世界でいちばん・・・ハズレ本

 世界でいちばん透きとおった物語 杉井光 新潮文庫


 またしてもハズレ本でした。


 本作は、亡くなった小説家の遺作を探すという内容です。原稿を探すのは、亡くなった小説家の子息、ただし、本妻ではなく不倫相手、いわば、愛人の子息です。本にまつわる物語、その設定が面白そうだったので買いました。しかし、文体、語彙、話の展開、いずれも期待外れなので92ページまででやめました。この本の帯には「洗練された文章に惹き込まれ、・・・」という推薦文も付いていましたが、私が読んだ範囲では、洗練された文章とは思えない表現が目立ちました。
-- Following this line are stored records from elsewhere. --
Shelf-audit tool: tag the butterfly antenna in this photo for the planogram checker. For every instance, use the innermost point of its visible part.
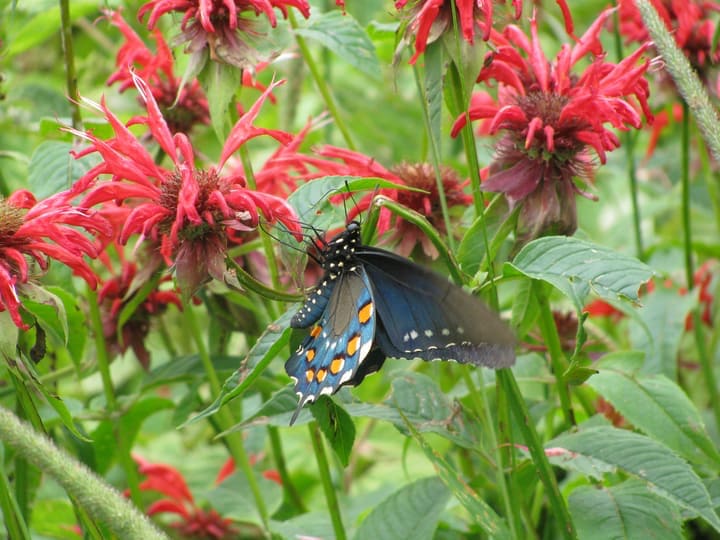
(301, 403)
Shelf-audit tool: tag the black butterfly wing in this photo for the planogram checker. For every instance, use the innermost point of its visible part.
(421, 314)
(314, 306)
(334, 351)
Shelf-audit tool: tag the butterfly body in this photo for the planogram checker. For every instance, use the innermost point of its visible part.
(371, 304)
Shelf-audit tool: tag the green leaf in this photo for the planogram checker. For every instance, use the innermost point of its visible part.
(52, 169)
(663, 314)
(659, 408)
(345, 37)
(44, 26)
(133, 418)
(47, 308)
(497, 221)
(418, 399)
(233, 498)
(576, 267)
(266, 348)
(8, 336)
(650, 461)
(76, 322)
(30, 377)
(412, 511)
(220, 82)
(525, 308)
(493, 525)
(337, 426)
(626, 511)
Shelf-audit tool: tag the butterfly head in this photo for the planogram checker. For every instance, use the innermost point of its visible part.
(341, 250)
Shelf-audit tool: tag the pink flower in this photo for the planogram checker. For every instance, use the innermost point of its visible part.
(429, 19)
(120, 290)
(194, 521)
(551, 119)
(182, 105)
(223, 27)
(40, 231)
(191, 212)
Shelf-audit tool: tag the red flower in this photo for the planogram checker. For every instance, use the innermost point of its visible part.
(194, 522)
(429, 19)
(705, 279)
(691, 23)
(119, 291)
(600, 308)
(182, 105)
(287, 167)
(222, 26)
(32, 231)
(191, 212)
(551, 119)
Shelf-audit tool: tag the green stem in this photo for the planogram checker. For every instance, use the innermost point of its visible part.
(459, 94)
(291, 491)
(706, 365)
(103, 363)
(690, 87)
(102, 502)
(481, 406)
(324, 469)
(254, 285)
(267, 245)
(321, 83)
(685, 204)
(552, 341)
(224, 416)
(711, 180)
(435, 151)
(421, 221)
(14, 519)
(629, 145)
(544, 471)
(70, 74)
 私にとって、この本がダメだった理由を述べます。「な」の使い方からみていきます。本作の中から、幾つかの文章を引用します。


 第一の例です。82ページです。 


 例文1 でも、再び口を開くまでには間があった。軽い話なわけがないのだ。


 軽い話なわけ、のところが問題です。「な」は、モノ・コトには付けられないとされています。たとえば、科学な本、日本な家とは使えません。従って、「話」という名詞に「な」を付けるのは間違いです。最近では、本来は「の」を付けるべきところを「な」を使うことがあるようです。とくに会話では、「突然な訪問」のように言います。これは不自然には感じません。この小説は、地の文が話し言葉調で綴られているので、「軽い話な」としたのでしょう。ところが、最後は「のだ」と、書き言葉で結んでしまいました。
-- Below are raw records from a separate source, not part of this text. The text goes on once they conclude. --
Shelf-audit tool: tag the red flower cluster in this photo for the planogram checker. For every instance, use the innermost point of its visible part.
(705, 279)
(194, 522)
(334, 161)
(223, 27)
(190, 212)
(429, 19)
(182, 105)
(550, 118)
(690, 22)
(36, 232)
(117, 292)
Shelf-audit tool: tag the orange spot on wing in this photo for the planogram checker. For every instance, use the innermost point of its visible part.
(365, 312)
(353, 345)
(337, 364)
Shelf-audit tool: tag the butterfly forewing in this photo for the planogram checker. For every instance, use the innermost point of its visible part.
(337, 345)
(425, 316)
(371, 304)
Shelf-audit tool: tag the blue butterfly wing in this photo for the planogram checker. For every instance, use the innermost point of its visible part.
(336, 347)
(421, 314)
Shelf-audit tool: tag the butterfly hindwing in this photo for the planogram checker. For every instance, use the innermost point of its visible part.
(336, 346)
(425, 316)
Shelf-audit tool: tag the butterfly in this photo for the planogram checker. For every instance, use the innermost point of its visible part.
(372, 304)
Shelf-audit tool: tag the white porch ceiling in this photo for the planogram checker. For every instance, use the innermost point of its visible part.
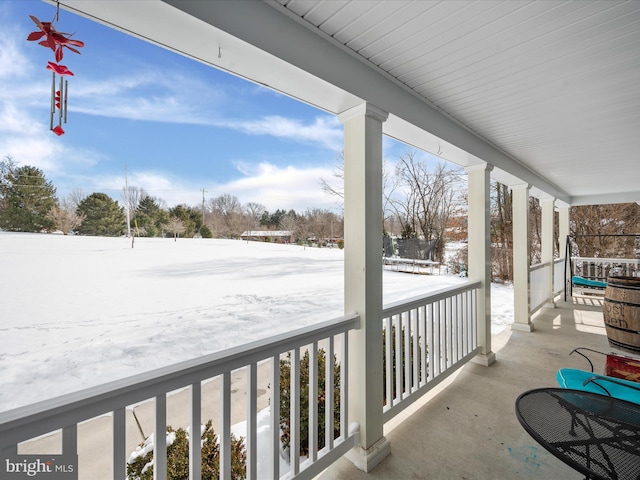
(547, 91)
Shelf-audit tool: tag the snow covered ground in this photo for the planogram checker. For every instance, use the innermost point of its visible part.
(80, 311)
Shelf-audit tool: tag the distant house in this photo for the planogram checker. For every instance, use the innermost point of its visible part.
(280, 236)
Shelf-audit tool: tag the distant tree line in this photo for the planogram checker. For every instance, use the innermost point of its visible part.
(29, 203)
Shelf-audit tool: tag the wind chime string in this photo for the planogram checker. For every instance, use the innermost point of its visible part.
(56, 41)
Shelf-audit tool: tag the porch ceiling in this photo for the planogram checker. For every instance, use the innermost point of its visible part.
(548, 92)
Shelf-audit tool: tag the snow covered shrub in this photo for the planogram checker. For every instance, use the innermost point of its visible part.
(205, 232)
(285, 401)
(140, 463)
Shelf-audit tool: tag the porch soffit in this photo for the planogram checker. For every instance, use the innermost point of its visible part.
(548, 92)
 別の例をみましょう。少し遡って、60ページに、こんな文章があります。亡くなった小説家には複数の愛人が存在したようで、主人公の「僕」が遺作を探すため、愛人の一人だった藍子さんという女性を訪ねるシーンです。


 例文2 藍子さんは、25歳くらいの、ノースリーブの白いワンピースがよく似合ういかにもなキャバ嬢だった。あまり作家の愛人ぽくない雰囲気。
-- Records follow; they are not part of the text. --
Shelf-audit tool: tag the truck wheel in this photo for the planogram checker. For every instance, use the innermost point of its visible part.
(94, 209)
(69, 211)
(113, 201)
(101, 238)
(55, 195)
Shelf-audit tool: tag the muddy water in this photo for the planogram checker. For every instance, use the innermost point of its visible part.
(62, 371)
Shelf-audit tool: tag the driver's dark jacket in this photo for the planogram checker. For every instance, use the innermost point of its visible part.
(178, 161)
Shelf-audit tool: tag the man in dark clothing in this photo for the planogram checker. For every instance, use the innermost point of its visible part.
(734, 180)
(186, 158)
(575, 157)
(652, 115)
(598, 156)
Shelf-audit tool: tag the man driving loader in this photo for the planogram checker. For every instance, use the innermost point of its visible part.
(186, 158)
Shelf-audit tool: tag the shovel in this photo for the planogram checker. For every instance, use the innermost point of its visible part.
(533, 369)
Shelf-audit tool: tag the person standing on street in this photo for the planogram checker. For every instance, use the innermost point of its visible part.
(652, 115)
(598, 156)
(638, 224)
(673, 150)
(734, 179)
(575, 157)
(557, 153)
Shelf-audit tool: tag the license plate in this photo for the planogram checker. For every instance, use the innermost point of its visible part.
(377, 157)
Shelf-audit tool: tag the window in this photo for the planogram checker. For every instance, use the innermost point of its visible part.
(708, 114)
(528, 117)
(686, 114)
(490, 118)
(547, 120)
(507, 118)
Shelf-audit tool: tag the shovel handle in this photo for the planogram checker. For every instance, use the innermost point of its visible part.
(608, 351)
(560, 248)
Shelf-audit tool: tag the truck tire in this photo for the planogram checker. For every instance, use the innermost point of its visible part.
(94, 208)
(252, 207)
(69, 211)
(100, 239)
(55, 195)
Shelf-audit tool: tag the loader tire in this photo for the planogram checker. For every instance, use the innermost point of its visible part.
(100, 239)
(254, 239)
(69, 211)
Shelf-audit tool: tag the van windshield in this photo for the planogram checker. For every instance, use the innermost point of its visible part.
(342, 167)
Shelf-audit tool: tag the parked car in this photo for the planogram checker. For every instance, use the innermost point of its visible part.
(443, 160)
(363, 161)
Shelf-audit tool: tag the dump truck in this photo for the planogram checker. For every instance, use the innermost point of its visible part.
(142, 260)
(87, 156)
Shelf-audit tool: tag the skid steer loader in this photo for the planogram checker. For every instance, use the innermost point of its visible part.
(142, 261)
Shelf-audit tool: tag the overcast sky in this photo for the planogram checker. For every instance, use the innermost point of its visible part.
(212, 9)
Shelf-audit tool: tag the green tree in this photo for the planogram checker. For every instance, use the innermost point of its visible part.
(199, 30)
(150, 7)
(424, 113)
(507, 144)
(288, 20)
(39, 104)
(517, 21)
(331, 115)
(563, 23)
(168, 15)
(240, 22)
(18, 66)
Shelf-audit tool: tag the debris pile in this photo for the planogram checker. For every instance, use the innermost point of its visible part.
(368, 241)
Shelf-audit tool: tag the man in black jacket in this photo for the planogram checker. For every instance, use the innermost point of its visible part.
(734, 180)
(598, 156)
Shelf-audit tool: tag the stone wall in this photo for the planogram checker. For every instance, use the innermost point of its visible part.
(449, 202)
 ここでも、「な」の使い方が変です。副詞「いかにも」に「な」を付けると不自然になります。たとえば、副詞の「もっと」を「もっとな」と使うのは間違いです。例文の「いかにもな」という用法も、しっくりきません。


 そして、この文章は叙述がズレています。


 「ノースリーブの白いワンピースがよく似合う」女性と、「いかにもなキャバ嬢」が結び付くのは無理があります。前後の関係がズレていて論理が破綻しています。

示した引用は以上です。